Y aquí viene la cereza del pastel. Ya en 2017 Sri Lanka había entregado a China en arriendo por un período de 99 años el puerto de Hambantota. Para entonces el Gobierno de Colombo había recibido de Pekín un préstamo de 307 millones de dólares. Fue el comienzo de la venta del país a los chinos. El negocio de Hambantota resultó un fiasco, Sri Lanka pidió un nuevo préstamo al gigante asiático por 757 millones de dólares que Pekín, ni corto ni perezoso, concedió a la módica tasa de interés anual del 6,3%.
Los chinos tenían agarrado a Gotabaya Rajapaska por las partes blandas, y con él a mis buenos srilankeses que no vieron otra salida que echarlo del país y, a manera de desahogo, sentarse en su despacho, acostarse en su cama, tocar su piano y bañarse en su piscina. Nada que envidiar a los seguidores de Trump disfrazados de búfalos y llevándose a casa un atril del Capitolio.

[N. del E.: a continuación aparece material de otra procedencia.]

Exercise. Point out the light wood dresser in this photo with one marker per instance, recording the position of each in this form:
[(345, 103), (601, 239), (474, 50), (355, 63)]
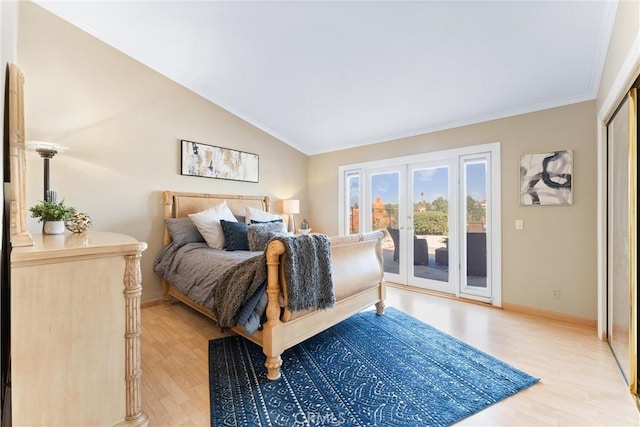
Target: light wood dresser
[(75, 331)]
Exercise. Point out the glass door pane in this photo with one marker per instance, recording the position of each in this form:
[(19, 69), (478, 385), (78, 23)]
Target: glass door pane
[(353, 202), (430, 208), (474, 238), (384, 214)]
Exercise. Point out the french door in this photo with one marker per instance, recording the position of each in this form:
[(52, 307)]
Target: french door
[(437, 212)]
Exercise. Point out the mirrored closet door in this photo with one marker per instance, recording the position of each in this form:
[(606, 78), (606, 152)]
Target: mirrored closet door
[(622, 292)]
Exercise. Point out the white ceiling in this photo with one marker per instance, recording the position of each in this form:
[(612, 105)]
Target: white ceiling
[(327, 75)]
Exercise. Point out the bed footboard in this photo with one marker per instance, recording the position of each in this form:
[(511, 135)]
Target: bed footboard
[(358, 283)]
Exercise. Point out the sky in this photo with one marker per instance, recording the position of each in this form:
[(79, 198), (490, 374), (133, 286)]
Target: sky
[(433, 182)]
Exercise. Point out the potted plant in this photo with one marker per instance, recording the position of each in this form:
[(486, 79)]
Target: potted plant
[(53, 215)]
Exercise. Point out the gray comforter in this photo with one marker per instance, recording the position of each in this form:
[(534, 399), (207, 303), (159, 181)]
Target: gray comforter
[(199, 272), (227, 281)]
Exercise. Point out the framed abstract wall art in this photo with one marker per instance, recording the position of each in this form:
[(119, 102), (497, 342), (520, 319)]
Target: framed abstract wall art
[(546, 178), (210, 161)]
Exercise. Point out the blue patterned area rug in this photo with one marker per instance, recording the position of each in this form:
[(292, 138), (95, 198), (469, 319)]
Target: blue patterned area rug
[(368, 370)]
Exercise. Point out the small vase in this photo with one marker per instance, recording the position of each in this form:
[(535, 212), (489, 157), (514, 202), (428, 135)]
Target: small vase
[(78, 223), (53, 227)]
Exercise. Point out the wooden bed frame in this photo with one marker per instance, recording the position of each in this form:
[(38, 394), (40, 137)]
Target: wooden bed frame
[(356, 267)]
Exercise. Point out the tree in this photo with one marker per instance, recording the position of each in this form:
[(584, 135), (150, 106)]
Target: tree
[(441, 205)]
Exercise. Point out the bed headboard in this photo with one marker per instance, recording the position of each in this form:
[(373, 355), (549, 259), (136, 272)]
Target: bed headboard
[(178, 204)]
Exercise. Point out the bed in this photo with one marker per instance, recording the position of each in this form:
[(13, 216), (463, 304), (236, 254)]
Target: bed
[(356, 265)]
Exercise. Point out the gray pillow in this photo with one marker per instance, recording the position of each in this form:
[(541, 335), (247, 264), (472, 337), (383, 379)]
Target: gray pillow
[(183, 230), (260, 234)]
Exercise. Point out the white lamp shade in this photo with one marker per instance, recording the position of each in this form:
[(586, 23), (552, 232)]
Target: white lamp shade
[(291, 206), (44, 145)]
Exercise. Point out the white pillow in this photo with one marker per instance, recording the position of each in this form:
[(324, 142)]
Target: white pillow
[(259, 215), (208, 224)]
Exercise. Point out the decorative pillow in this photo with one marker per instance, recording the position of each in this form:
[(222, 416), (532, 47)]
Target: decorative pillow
[(279, 221), (183, 231), (225, 213), (259, 215), (235, 235), (208, 224), (259, 235)]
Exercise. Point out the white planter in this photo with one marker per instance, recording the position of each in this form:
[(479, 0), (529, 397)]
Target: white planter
[(53, 227)]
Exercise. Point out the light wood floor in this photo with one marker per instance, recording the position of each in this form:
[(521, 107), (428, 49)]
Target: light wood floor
[(580, 382)]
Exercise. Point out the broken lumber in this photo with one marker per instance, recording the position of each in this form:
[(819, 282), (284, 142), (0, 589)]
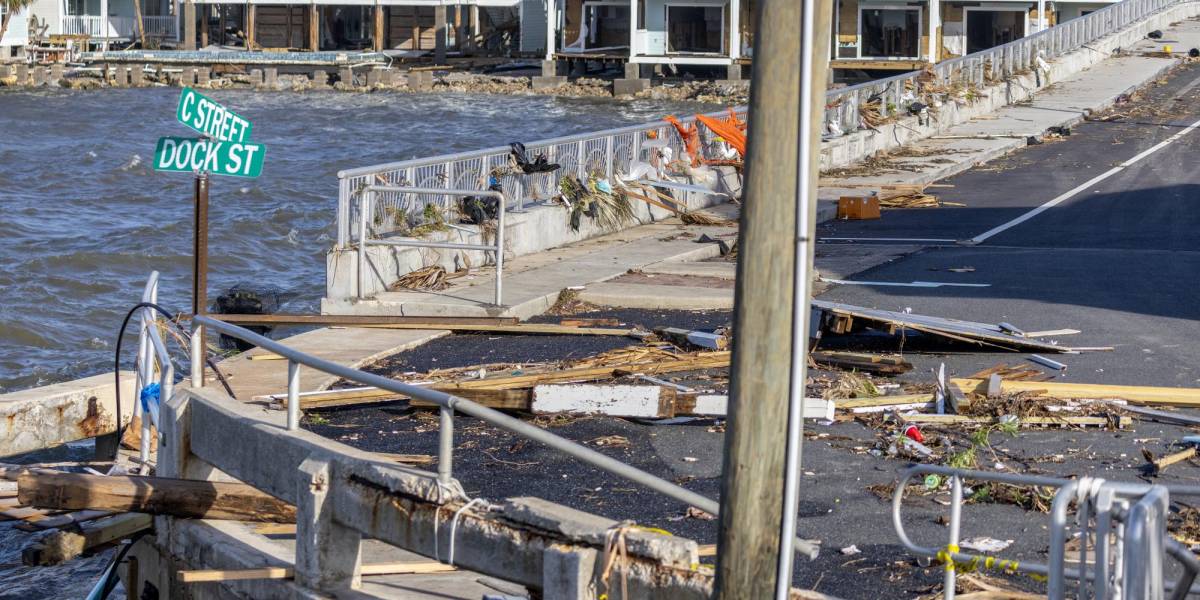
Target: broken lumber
[(947, 419), (1134, 394), (156, 496), (283, 573), (60, 546), (859, 361), (529, 329)]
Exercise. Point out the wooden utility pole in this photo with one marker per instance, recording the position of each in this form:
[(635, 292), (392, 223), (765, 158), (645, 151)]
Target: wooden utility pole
[(748, 562), (439, 31), (381, 33), (313, 28)]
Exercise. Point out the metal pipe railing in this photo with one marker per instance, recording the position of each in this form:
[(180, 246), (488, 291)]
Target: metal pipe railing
[(367, 199), (450, 405), (579, 155), (1055, 571)]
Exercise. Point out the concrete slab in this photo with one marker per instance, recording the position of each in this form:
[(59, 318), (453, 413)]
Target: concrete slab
[(1062, 103), (723, 270), (52, 415), (639, 295)]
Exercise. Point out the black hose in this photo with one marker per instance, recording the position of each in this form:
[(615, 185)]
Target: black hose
[(117, 370)]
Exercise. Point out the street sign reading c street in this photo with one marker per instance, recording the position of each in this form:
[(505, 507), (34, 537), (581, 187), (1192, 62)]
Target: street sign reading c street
[(189, 155), (211, 119)]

La cosa es que el monto de los intereses de Sri Lanka a China es impagable y, como mínimo, los chinos se quedan con un puerto para ellos; ironías de la historia, con la misma fórmula que emplearon los ingleses en el siglo XIX para arrebatarles Hong Kong. Aprendieron la lección. Y la veremos aplicada cada vez más en la geografía del mundo. Y en Occidente, nuestros gobernantes con la boca abierta.